I will issue a PR unless you get to it first.

lemire commented

@TkTech Can you explain the fix? I realized that you needed to return an object to get reference counting working but I assumed that yield <object> would do that. Does it not?

TkTech commented

To explain what's happening here, object and PyObject [*] ultimately represent the same thing, but are handled in different ways. object is ref counted, PyObject is not. Casting to <object> is generally wrong, and needs close attention.

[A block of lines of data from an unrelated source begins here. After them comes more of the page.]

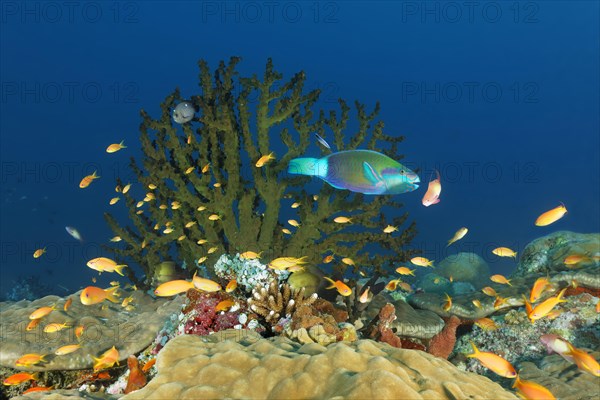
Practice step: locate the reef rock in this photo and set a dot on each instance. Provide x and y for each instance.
(465, 267)
(130, 331)
(189, 367)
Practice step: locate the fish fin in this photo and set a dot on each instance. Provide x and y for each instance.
(306, 166)
(332, 282)
(372, 176)
(119, 269)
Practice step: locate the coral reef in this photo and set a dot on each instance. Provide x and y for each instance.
(277, 301)
(248, 273)
(279, 368)
(130, 331)
(201, 182)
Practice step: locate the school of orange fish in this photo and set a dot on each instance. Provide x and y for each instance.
(94, 295)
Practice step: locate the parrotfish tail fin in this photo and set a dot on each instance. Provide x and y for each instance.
(119, 269)
(305, 166)
(110, 294)
(475, 350)
(331, 281)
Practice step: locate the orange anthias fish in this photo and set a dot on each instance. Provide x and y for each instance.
(149, 365)
(493, 362)
(19, 378)
(432, 196)
(542, 309)
(500, 279)
(85, 182)
(341, 287)
(94, 295)
(109, 358)
(532, 390)
(30, 359)
(584, 361)
(540, 285)
(551, 216)
(115, 147)
(137, 379)
(172, 288)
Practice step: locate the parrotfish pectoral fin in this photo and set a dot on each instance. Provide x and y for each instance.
(372, 176)
(306, 166)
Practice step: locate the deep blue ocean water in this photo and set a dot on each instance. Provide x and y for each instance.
(501, 97)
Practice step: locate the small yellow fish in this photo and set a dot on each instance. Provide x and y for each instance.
(42, 312)
(231, 286)
(390, 229)
(250, 255)
(500, 279)
(540, 285)
(29, 360)
(584, 361)
(264, 159)
(342, 220)
(504, 252)
(206, 285)
(458, 235)
(212, 249)
(364, 297)
(51, 328)
(85, 182)
(341, 287)
(422, 262)
(448, 303)
(67, 304)
(487, 324)
(61, 351)
(551, 216)
(542, 309)
(493, 362)
(405, 271)
(39, 252)
(224, 305)
(171, 288)
(531, 390)
(19, 378)
(115, 147)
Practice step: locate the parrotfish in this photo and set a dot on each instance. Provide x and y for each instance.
(361, 171)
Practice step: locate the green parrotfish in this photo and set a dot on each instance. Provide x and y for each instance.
(361, 171)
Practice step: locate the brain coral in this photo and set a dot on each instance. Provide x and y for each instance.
(192, 368)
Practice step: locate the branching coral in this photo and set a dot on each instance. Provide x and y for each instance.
(206, 167)
(277, 301)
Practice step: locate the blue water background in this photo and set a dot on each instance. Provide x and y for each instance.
(502, 98)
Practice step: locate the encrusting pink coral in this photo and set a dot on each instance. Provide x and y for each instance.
(442, 344)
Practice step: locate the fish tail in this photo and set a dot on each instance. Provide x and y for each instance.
(119, 269)
(475, 350)
(305, 166)
(332, 283)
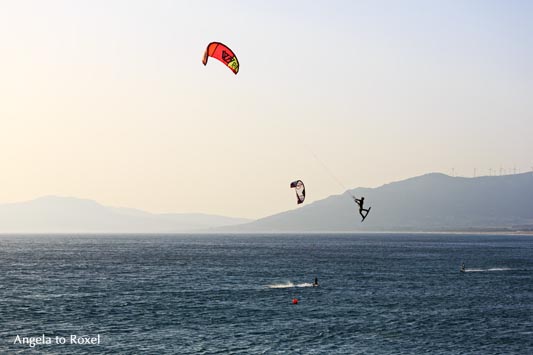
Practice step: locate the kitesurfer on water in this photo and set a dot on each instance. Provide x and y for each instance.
(360, 202)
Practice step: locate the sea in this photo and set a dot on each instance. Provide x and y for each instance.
(388, 293)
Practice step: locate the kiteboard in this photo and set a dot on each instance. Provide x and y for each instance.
(366, 215)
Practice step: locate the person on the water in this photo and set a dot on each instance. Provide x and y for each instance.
(361, 202)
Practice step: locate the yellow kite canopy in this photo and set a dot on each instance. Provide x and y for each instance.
(223, 53)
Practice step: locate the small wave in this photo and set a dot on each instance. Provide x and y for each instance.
(290, 285)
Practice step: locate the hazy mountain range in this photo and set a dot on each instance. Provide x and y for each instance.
(432, 202)
(53, 214)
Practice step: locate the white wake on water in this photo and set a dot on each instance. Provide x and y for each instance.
(488, 270)
(290, 284)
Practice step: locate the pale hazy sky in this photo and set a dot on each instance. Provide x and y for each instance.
(109, 100)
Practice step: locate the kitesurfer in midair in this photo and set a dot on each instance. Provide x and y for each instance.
(361, 202)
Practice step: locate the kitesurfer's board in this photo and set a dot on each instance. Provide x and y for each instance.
(366, 215)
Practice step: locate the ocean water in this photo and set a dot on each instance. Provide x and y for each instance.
(232, 294)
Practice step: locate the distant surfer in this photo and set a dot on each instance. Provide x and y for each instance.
(315, 284)
(361, 202)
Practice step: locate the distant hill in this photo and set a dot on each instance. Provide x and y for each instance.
(52, 214)
(432, 202)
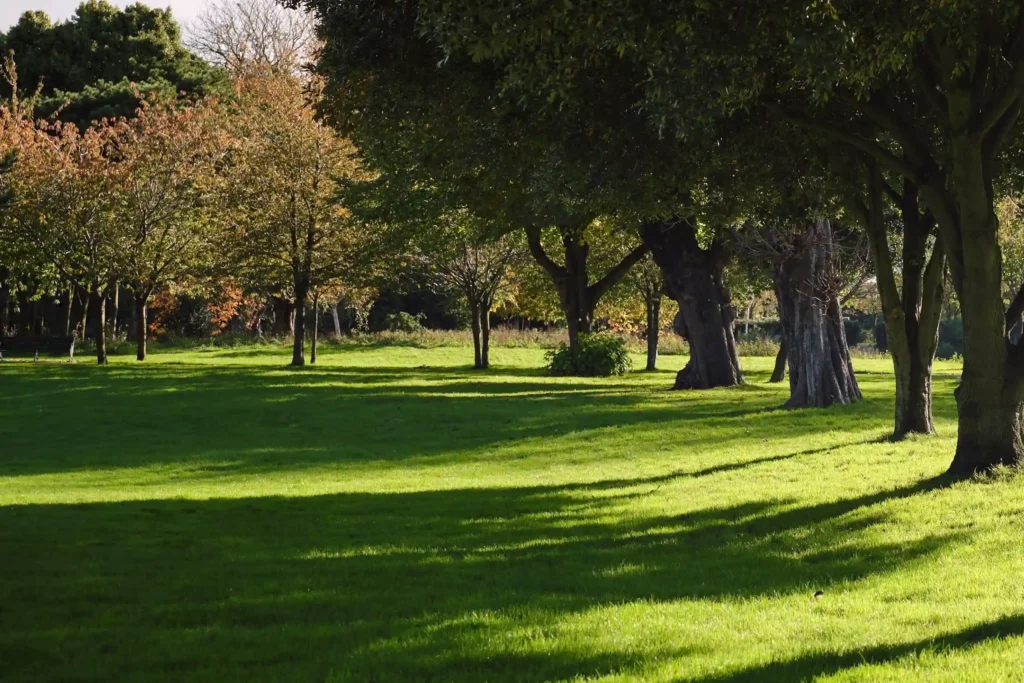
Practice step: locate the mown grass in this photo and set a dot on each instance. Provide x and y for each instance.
(391, 515)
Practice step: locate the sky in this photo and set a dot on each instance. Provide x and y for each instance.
(61, 9)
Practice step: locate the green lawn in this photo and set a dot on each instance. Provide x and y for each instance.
(390, 515)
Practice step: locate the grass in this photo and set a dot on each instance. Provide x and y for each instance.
(390, 515)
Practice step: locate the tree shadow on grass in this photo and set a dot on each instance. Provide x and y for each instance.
(824, 664)
(460, 585)
(264, 420)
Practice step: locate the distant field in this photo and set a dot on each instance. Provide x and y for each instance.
(390, 515)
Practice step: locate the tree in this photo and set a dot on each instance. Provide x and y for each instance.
(911, 312)
(102, 60)
(165, 176)
(64, 213)
(647, 281)
(933, 92)
(476, 266)
(286, 223)
(577, 293)
(247, 35)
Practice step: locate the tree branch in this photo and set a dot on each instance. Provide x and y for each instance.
(537, 250)
(610, 279)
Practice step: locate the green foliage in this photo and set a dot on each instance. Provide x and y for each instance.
(596, 355)
(96, 63)
(402, 322)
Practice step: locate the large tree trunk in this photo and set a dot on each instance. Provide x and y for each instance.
(989, 397)
(299, 334)
(693, 279)
(283, 310)
(99, 301)
(820, 372)
(337, 319)
(778, 374)
(653, 303)
(140, 302)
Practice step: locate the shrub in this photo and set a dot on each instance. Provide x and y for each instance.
(597, 355)
(402, 322)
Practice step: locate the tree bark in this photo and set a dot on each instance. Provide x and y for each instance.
(299, 333)
(117, 308)
(485, 336)
(68, 309)
(578, 297)
(693, 279)
(653, 324)
(337, 319)
(86, 300)
(989, 396)
(99, 299)
(140, 302)
(820, 372)
(315, 337)
(4, 308)
(778, 374)
(911, 315)
(478, 324)
(283, 309)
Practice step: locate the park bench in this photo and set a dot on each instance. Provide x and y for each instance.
(36, 346)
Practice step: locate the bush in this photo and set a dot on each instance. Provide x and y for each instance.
(402, 322)
(597, 355)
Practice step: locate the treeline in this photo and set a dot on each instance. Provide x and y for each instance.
(783, 133)
(705, 152)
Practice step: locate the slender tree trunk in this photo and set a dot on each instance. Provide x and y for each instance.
(315, 337)
(474, 311)
(299, 334)
(778, 374)
(283, 309)
(820, 371)
(68, 309)
(911, 316)
(4, 307)
(37, 317)
(573, 291)
(117, 308)
(99, 299)
(337, 319)
(140, 302)
(579, 298)
(653, 324)
(86, 300)
(693, 279)
(485, 335)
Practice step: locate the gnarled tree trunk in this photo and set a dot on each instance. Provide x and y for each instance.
(693, 279)
(653, 304)
(820, 372)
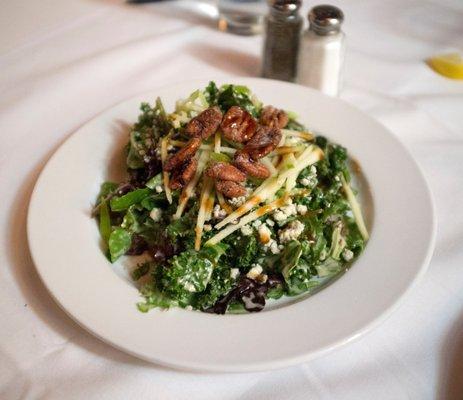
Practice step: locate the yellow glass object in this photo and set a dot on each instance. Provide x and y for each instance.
(449, 65)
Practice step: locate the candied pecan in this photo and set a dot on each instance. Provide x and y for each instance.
(246, 164)
(265, 140)
(238, 125)
(184, 174)
(226, 172)
(205, 124)
(273, 117)
(183, 155)
(230, 189)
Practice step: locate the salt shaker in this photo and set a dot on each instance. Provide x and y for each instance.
(282, 28)
(322, 50)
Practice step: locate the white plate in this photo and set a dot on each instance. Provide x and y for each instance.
(65, 246)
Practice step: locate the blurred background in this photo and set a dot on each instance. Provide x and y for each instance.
(64, 61)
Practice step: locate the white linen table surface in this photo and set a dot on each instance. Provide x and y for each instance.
(63, 62)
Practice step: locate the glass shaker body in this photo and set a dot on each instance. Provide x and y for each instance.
(321, 57)
(281, 45)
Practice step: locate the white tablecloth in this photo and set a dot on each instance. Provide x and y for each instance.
(62, 62)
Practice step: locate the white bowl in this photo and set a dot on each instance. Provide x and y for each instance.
(65, 246)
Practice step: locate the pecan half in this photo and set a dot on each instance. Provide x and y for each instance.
(184, 174)
(273, 117)
(205, 124)
(230, 189)
(238, 125)
(226, 172)
(246, 164)
(183, 155)
(265, 140)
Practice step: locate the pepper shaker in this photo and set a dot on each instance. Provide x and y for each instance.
(283, 26)
(322, 50)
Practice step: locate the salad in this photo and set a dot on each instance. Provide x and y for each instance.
(232, 203)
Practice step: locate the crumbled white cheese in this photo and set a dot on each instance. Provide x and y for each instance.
(347, 254)
(156, 214)
(234, 272)
(246, 230)
(290, 209)
(273, 246)
(219, 213)
(311, 179)
(270, 222)
(284, 212)
(237, 201)
(323, 255)
(291, 232)
(279, 216)
(262, 278)
(264, 233)
(255, 271)
(301, 209)
(189, 286)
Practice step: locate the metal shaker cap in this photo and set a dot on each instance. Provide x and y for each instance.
(285, 6)
(326, 19)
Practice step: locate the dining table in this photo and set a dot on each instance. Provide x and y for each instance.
(63, 62)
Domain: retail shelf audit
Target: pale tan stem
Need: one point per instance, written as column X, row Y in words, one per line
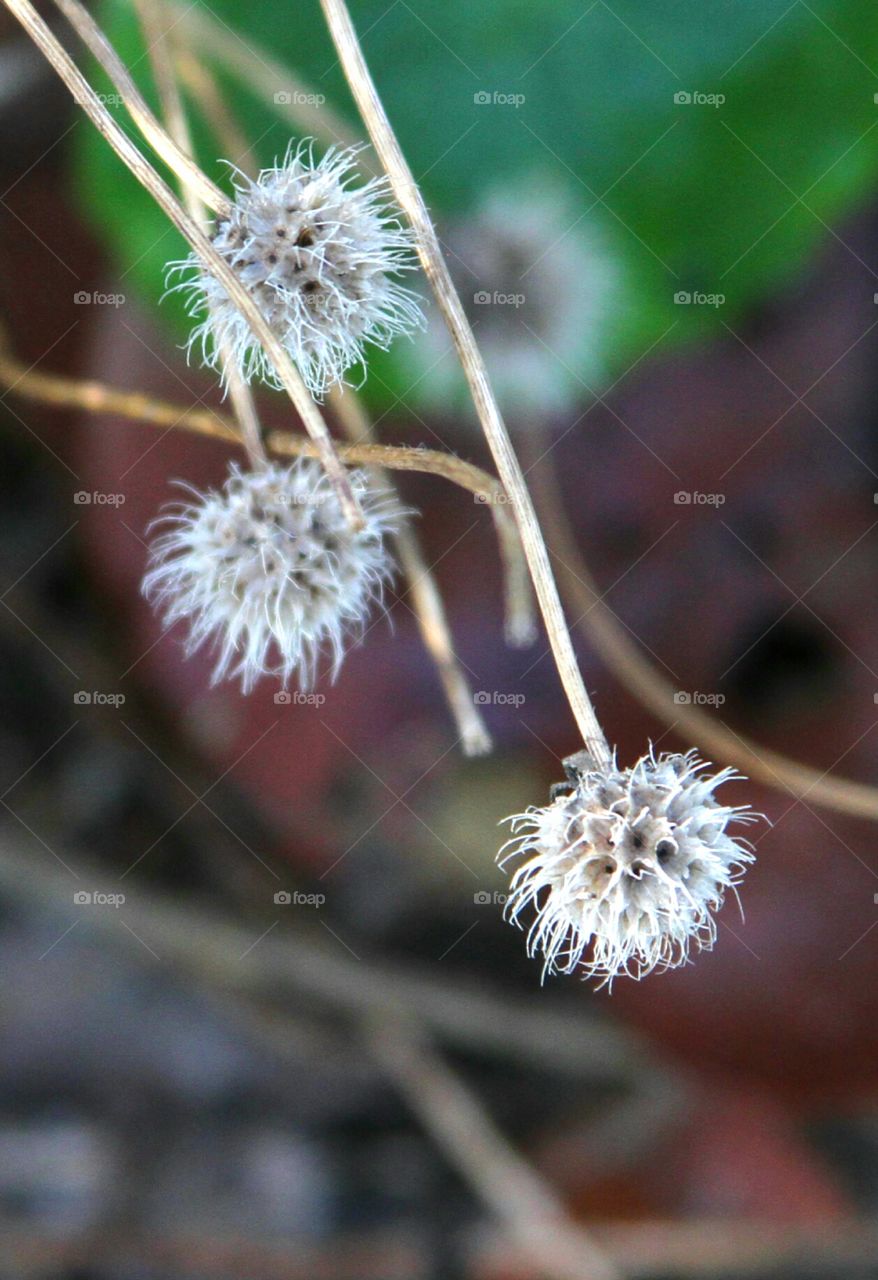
column 489, row 415
column 201, row 83
column 159, row 138
column 151, row 16
column 426, row 599
column 632, row 668
column 511, row 1188
column 268, row 78
column 214, row 263
column 94, row 397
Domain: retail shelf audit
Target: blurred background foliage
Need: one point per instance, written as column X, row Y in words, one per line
column 716, row 197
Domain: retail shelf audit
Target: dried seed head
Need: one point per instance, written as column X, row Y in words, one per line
column 540, row 288
column 269, row 571
column 318, row 256
column 625, row 871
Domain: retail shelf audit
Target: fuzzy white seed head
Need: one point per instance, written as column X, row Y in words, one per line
column 625, row 871
column 318, row 256
column 268, row 570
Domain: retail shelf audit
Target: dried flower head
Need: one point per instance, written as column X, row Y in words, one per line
column 269, row 571
column 542, row 289
column 318, row 255
column 626, row 867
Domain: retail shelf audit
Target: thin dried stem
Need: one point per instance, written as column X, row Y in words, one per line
column 434, row 265
column 152, row 23
column 196, row 77
column 268, row 78
column 511, row 1188
column 214, row 263
column 159, row 138
column 634, row 670
column 429, row 608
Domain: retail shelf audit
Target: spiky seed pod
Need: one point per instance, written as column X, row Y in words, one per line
column 625, row 871
column 318, row 255
column 269, row 572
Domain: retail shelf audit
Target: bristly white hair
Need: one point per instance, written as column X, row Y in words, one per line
column 625, row 871
column 269, row 571
column 318, row 255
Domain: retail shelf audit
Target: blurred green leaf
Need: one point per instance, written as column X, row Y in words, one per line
column 726, row 199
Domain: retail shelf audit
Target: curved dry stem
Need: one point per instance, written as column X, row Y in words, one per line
column 150, row 16
column 426, row 598
column 214, row 263
column 95, row 397
column 259, row 71
column 698, row 727
column 511, row 1188
column 507, row 464
column 159, row 138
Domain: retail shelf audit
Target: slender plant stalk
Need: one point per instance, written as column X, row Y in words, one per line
column 625, row 658
column 152, row 23
column 268, row 78
column 199, row 80
column 95, row 397
column 426, row 598
column 531, row 1212
column 489, row 415
column 159, row 138
column 165, row 199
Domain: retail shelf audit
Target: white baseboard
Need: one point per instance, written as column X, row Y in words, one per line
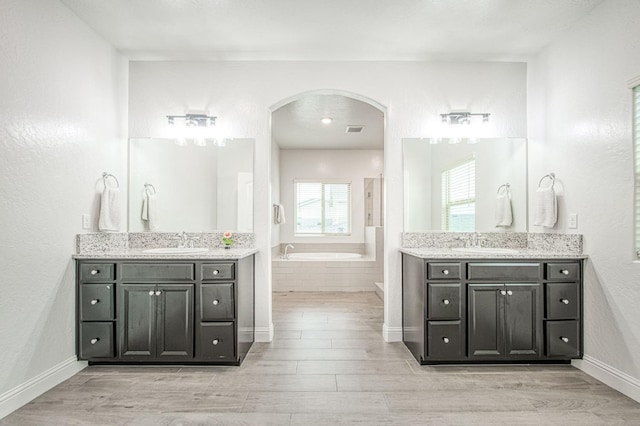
column 36, row 386
column 264, row 334
column 610, row 376
column 391, row 334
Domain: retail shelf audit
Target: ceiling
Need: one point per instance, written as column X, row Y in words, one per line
column 354, row 30
column 298, row 124
column 468, row 30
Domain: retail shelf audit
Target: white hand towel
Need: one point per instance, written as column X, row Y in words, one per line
column 109, row 210
column 546, row 208
column 504, row 216
column 150, row 209
column 278, row 214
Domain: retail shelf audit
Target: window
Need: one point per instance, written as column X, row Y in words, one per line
column 636, row 147
column 323, row 208
column 459, row 197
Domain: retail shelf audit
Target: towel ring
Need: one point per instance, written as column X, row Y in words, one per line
column 551, row 176
column 106, row 175
column 148, row 185
column 506, row 185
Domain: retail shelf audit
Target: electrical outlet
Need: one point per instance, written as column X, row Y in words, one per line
column 86, row 221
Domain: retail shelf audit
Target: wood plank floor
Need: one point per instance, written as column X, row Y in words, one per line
column 328, row 365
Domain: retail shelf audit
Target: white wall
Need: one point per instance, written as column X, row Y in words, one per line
column 351, row 165
column 62, row 123
column 275, row 191
column 580, row 119
column 242, row 94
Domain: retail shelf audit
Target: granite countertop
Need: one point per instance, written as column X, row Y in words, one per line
column 447, row 253
column 212, row 254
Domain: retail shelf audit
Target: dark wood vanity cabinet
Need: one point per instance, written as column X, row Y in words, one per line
column 491, row 310
column 132, row 311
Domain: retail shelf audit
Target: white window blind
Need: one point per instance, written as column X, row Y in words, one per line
column 636, row 145
column 323, row 208
column 459, row 197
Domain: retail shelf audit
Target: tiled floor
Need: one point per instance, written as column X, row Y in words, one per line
column 328, row 365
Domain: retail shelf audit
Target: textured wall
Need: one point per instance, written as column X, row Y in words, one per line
column 242, row 94
column 62, row 122
column 580, row 128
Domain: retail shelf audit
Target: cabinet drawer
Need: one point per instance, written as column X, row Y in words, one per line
column 157, row 271
column 443, row 271
column 216, row 302
column 444, row 339
column 218, row 271
column 96, row 302
column 97, row 272
column 96, row 340
column 217, row 341
column 563, row 271
column 563, row 339
column 562, row 301
column 507, row 272
column 444, row 301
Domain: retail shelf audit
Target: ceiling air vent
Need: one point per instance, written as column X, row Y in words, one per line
column 354, row 129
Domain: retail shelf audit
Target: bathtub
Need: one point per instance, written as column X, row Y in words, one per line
column 324, row 257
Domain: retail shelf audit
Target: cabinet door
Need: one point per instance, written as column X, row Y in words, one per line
column 486, row 324
column 523, row 320
column 138, row 320
column 174, row 331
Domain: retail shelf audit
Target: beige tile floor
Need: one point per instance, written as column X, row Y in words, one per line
column 328, row 365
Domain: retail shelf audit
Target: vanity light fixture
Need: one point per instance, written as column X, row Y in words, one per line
column 193, row 120
column 463, row 117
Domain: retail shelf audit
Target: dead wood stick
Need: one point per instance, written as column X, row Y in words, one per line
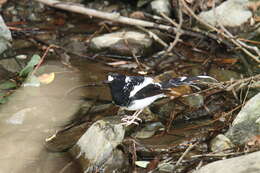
column 116, row 17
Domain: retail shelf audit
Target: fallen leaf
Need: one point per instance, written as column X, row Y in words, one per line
column 46, row 78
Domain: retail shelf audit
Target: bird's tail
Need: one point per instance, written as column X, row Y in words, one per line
column 191, row 81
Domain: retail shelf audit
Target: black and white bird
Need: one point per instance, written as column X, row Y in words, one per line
column 135, row 93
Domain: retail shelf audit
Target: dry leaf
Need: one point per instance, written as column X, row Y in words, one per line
column 46, row 78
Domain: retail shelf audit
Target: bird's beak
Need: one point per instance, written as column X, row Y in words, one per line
column 106, row 82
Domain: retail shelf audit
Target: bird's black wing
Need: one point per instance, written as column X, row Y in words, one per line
column 147, row 91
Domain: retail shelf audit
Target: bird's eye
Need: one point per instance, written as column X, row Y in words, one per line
column 110, row 78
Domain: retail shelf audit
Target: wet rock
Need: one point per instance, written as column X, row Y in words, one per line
column 231, row 13
column 97, row 146
column 247, row 163
column 4, row 74
column 123, row 42
column 166, row 167
column 220, row 143
column 223, row 75
column 5, row 36
column 161, row 6
column 246, row 125
column 73, row 1
column 148, row 131
column 194, row 101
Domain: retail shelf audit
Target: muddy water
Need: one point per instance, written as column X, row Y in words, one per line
column 35, row 113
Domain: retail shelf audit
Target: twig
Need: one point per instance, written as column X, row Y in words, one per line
column 225, row 35
column 179, row 33
column 185, row 153
column 154, row 36
column 77, row 8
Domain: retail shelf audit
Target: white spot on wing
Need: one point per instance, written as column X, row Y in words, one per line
column 142, row 103
column 147, row 81
column 110, row 78
column 183, row 78
column 207, row 77
column 127, row 79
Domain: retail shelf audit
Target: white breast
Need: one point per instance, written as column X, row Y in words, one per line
column 147, row 81
column 142, row 103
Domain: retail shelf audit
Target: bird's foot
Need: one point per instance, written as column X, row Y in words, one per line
column 128, row 120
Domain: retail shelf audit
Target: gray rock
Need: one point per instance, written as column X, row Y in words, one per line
column 231, row 13
column 5, row 36
column 161, row 6
column 99, row 143
column 220, row 143
column 247, row 163
column 250, row 112
column 148, row 131
column 10, row 64
column 123, row 42
column 246, row 124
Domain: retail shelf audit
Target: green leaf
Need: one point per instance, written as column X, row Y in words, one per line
column 29, row 67
column 142, row 164
column 3, row 99
column 7, row 85
column 32, row 81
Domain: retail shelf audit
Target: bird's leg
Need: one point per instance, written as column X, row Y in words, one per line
column 128, row 120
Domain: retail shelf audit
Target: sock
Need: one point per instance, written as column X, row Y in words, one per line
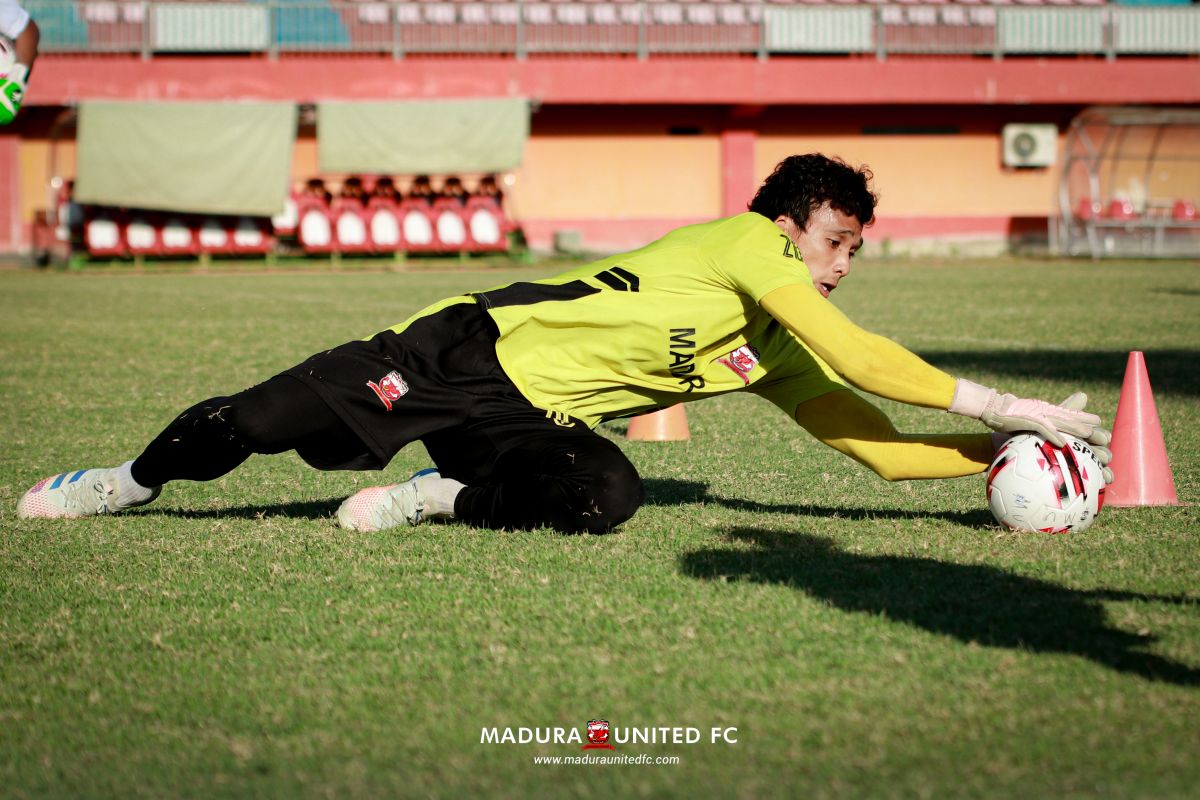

yield <object> string_view_to_python_string(sv) looks like an immediate red flag to me. So lets expand it:

object temp;
v = string_view_to_python_string(sv)
# At this point, v has a ref count of 1
temp = <object> v
# At this point, v has a ref count of 2. Wait, what?
yield temp
# At this point, v has a ref count of 1.

Casting v (a PyObject*) to object created a reference to it, and incremented the ref count. When Python is done with the object returned from keys(), it will decrement it by 1 and...nothing, because its ref count is now still 1.

Ultimately, this is just because the signature of string_view_to_python_string is wrong, since it returns an owned object not a borrowed one.

cdef  PyObject * string_view_to_python_string(string_view & sv)

Is telling Cython that this method will return a borrowed reference, and:

cdef object string_view_to_python_string(string_view & sv)

Is telling Cython that this method will return an "owned" reference.